AWS Cloud Operations Blog

How Datacom solved hybrid risk management with AWS Systems Manager

The content and opinions in this post are those of the third-party author and AWS is not responsible for the content or accuracy of this post.

This post is from Chris Coombs at Datacom, and Samual Brown, Senior Technical Account Manager at AWS. Datacom is an AWS Premier Partner providing migration, transformation and managed services across Australia and New Zealand.

At Datacom our Cloud Ops team now uses AWS Systems Manager as the default task runner and preferred state configuration tool for all new managed services customers. Our transition from an on-premises solution to AWS Systems Manager emerged from a desire to focus more on the customer and less on the tooling. Now that we have migrated to AWS Systems Manager, we have found that it provides even more value thanks to its extensibility and ease of use.

Although AWS Systems Manager has many uses, this blog post focuses on our hybrid implementation and the risk dashboard we built on top of it.

Activating AWS Systems Manager

When setting up the AWS Systems Manager agent on Amazon EC2, you usually create an instance profile to allow the agent to run. An often overlooked feature of AWS Systems Manager is that it also runs outside of AWS. However, as your on-premises hypervisor doesn’t understand IAM (Identity and Access Management), AWS provides another mechanism for configuring AWS Systems Manager: activation codes.

With activation codes, you can install the AWS Systems Manager agent prior to a cloud migration. What’s more, you can also use the AWS System Manager activation codes for EC2 instances running in AWS itself. Doing so provides a standard setup for your entire fleet whether it’s on AWS, on-premises, or within other commercial cloud platforms.

Activation at scale

On-premises instances are typically registered with AWS Systems Manager from the AWS Management Console or AWS Command Line Interface (AWS CLI).  This poses a problem of scaling, particularly in the cloud:  We want to dynamically assign instances to AWS Systems Manager as the infrastructure scales out or is replaced over a long period of time.
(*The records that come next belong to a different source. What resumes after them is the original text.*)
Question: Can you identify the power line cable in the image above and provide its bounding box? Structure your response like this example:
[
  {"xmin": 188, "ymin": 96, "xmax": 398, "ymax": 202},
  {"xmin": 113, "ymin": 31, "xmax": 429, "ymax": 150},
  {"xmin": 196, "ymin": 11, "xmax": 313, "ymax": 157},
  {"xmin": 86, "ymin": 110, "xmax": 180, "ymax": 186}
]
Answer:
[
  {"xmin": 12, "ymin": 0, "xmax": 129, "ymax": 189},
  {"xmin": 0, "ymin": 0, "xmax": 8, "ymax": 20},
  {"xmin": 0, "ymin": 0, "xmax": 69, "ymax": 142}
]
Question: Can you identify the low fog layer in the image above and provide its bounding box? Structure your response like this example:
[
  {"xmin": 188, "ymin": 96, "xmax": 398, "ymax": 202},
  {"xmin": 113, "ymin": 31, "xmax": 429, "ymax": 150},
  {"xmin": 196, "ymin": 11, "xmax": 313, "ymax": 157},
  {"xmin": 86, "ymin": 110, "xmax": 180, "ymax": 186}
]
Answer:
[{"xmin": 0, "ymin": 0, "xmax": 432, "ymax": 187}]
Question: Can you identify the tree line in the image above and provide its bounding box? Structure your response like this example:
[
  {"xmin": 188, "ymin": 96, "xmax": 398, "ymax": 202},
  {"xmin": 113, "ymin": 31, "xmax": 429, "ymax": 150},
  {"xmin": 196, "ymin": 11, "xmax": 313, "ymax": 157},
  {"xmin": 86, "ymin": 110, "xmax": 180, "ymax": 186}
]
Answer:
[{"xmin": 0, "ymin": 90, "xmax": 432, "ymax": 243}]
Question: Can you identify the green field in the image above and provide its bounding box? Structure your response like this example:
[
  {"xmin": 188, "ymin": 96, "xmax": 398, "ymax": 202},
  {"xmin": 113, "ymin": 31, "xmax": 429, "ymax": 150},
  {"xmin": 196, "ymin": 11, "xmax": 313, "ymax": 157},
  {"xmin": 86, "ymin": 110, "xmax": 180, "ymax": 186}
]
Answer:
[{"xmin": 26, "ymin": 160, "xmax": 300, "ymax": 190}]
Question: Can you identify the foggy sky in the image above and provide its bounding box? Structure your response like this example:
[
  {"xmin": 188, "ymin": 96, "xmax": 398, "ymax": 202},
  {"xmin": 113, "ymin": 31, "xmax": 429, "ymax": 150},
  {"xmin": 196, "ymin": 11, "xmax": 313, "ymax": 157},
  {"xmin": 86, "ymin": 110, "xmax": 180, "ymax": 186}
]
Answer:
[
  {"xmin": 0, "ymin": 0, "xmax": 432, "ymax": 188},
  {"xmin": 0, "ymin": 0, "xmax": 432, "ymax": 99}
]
To do this we use an API backed by Lambda, which we run as part of the instance user data script (or similar bootstrap script on resources outside of AWS).  The secure API we created returns a single-use activation code that is unique for the EC2 instance, virtual machine, or other resource requesting it. The activation code is then used to register the AWS System Manager’s commercial endpoint.

Naming instances

For those of you already familiar with AWS Systems Manager, you may be asking why we don’t create a single activation code and use it to register multiple instances? The reason, as with all difficult things in computer science, is naming. If we use activation codes to add an instance to AWS Systems Manager, that instance appears in the AWS Management Console with a randomly generated ID (such as mi-1234). Don’t be fooled by the string after the m (i-1234); that isn’t the AWS instance ID! So how do we map AWS Systems Manager IDs to AWS instance IDs (or some other on-premises ID)? Simple: We give it a name!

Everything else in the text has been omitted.